Boosting distributional regression for polygenic risk modelling on huge cohorts
Qiong Wu, University of Marburg
Co-authors: Hannah Klinkhammer, University of Marburg; Kiran Kunwar, University of Marburg; Christian Staerk, TU Dortmund University; Carlo Maj, University of Marburg; Andreas Mayr, University of Marburg
Abstract: Polygenic risk scores can be used for predicting medical outcomes characterized by a complex genetic architecture. Current methods primarily focus on modelling the mean of a phenotype without explicitly considering the effect on phenotypic variance. We develop a distributional regression approach to derive sparse polygenic models for both the mean and variance of a phenotype simultaneously.

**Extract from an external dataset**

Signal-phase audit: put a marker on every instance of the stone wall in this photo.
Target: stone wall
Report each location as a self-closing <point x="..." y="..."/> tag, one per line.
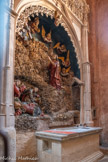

Specifically, we introduce snpboostlss, an algorithm that applies cyclical gradient boosting for Gaussian location-scale models on genotype data. To improve computational efficiency on high-dimensional and large-scale genotype data (large n and large p), in each boosting step only a batch of variants that are most correlated with current residuals will be considered as candidate base-learners. We illustrate our approach on analyzing BMI in the UK Biobank and find that the constructed polygenic model for the variance indicates gene-environment interaction effects. Therefore, the predicted polygenic score for phenotypic variability derived by snpboostlss could have potential clinical use for stratification on who may benefit more from environmental (e.g. lifestyle) changes.